For about four years, Cisneros has been working with community activist groups — including GAF’s Gotta Go, or GAF Vete Ya, a campaign — to get the shingles company GAF out of its West Dallas site on Singleton Avene and stop what they say are harmful emissions of sulfur dioxide and particulate matter affecting area neighbors.

GAF said it will close in July 2029, but neighbors want them out sooner.

The dispute started Oct. 3 when Cisneros tried to file a petition for GAF amortization but was told the Board of Adjustment would not accept her application due to the new state law.

GAF did not respond to comment.

In the past, amortization allowed for the shuttering of, for example, a car wash where attempts to curb drug crimes repeatedly failed and a small auto repair operation that had been at its location for years when city planners pushed through new zoning.

Late last year, the Zoning Ordinance Advisory Committee approved the city attorney’s recommendation to update the code despite multiple residents speaking against the ordinance and the section that limits residents’ rights to petition amortization.

The recommendation was then sent to the City Plan Commission. The City Council will have the final vote on updating the development code.

“I think this notion that we are eliminating the citizen’s right to speak is a false choice,” City Plan Commissioner District 10 James Housewright said.

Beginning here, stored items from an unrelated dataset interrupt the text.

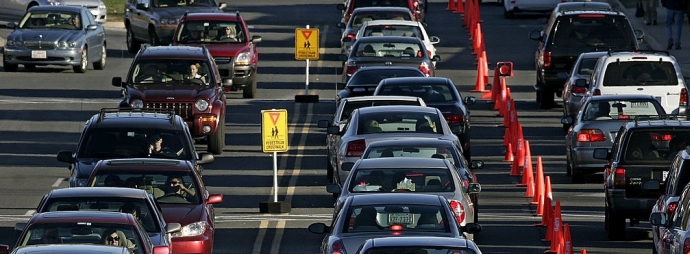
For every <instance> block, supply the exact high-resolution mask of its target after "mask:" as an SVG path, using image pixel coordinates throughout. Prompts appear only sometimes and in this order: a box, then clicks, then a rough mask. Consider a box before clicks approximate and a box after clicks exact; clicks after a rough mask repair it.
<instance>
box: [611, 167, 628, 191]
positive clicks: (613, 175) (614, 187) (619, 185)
mask: <svg viewBox="0 0 690 254" xmlns="http://www.w3.org/2000/svg"><path fill="white" fill-rule="evenodd" d="M613 187H614V188H617V189H618V188H621V189H622V188H625V169H624V168H617V169H616V171H614V172H613Z"/></svg>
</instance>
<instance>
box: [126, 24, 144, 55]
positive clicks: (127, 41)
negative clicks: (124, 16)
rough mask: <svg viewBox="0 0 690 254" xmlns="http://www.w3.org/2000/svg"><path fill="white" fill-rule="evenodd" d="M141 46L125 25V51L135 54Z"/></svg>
mask: <svg viewBox="0 0 690 254" xmlns="http://www.w3.org/2000/svg"><path fill="white" fill-rule="evenodd" d="M140 48H141V42H139V41H137V39H134V32H132V29H130V28H129V26H127V51H129V53H132V54H135V53H137V51H139V49H140Z"/></svg>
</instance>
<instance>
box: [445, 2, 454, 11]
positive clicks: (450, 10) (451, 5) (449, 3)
mask: <svg viewBox="0 0 690 254" xmlns="http://www.w3.org/2000/svg"><path fill="white" fill-rule="evenodd" d="M454 10H455V1H453V0H448V7H447V8H446V11H454Z"/></svg>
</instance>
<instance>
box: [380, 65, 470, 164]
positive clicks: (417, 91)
mask: <svg viewBox="0 0 690 254" xmlns="http://www.w3.org/2000/svg"><path fill="white" fill-rule="evenodd" d="M374 95H405V96H415V97H420V98H422V99H424V102H425V103H426V105H427V106H428V107H434V108H437V109H439V110H440V111H441V113H443V117H444V118H445V119H446V121H447V122H448V125H450V129H451V131H452V132H453V134H455V135H457V136H458V138H459V139H460V142H461V143H462V150H463V155H464V156H465V159H467V160H471V158H470V130H471V128H470V127H471V126H470V110H469V109H468V108H467V105H472V104H474V103H475V101H476V99H475V98H474V96H466V97H464V98H463V97H462V96H461V95H460V92H458V89H457V88H456V86H455V84H454V83H453V81H452V80H450V79H448V78H441V77H431V78H387V79H384V80H381V82H380V83H379V86H378V87H377V88H376V91H374Z"/></svg>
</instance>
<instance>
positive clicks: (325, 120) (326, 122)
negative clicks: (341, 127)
mask: <svg viewBox="0 0 690 254" xmlns="http://www.w3.org/2000/svg"><path fill="white" fill-rule="evenodd" d="M317 126H318V127H319V128H328V126H331V121H329V120H319V122H318V123H317Z"/></svg>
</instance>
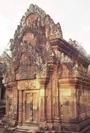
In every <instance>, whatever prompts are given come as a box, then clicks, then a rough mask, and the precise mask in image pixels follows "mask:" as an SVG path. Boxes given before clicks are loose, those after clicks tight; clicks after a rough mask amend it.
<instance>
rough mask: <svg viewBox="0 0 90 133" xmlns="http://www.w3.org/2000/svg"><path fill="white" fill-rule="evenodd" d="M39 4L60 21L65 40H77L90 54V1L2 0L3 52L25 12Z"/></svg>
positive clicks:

“There are multiple avenues and opportunities to speak, communicate a grievance, come before the City Council, vote a councilman out of office, and many other options.”

Several commissioners said their hands were tied by SB 929 and the legislation was a direct attack on Dallas.

District 7 Commissioner Tabitha Wheeler-Reagan, representing South Dallas, said she did not support the recommendation because she disagreed with taking away residents’ right to petition for the process.

“This is a mess,” Wheeler-Reagan said. “I understand that a lot of these issues are in the Southern District, and that has been done systematically. Removing the right seems so unfortunate and puts us in a bad place.”

The vote was 8-5.

Enough money to shut down businesses

Another recommendation by the city’s attorney would create a nonconforming-use fund to cover the costs of a business’ losses.

According to the recommendation, the city’s chief financial officer must determine whether sufficient funds are available to pay out a nonconforming property and hold a public hearing to determine whether continued operation of the business use will adversely affect nearby properties.

The application is deemed incomplete if the city hasn’t put enough money in the budget for the fund.

Commissioners asked how the fund would work, how much money each district would allocate to the fund and who would get priority if several districts were dealing with the same issue.

“I don’t know what the prioritization method would be,” said Bertram Vandenberg, chief of general counsel with the city’s attorney’s office. “I’m not sure. Would it be first-come, first-served? Would it be the two that could be funded at the expense of the one that could be? I think that’s something we would have to look at.”

Evelyn Mayo, a co-chair of Downwinders at Risk, an environmental justice nonprofit, spoke against the recommendation.

“The current proposal from the city attorney throws a roadblock up before the Board of Adjustment can even determine if there’s an adverse impact found by rejecting applications if there’s no funding available in a funding mechanism that does not exist,” Mayo said.

“Let residents file applications to determine harm, then have a checkpoint for funding to be allocated.”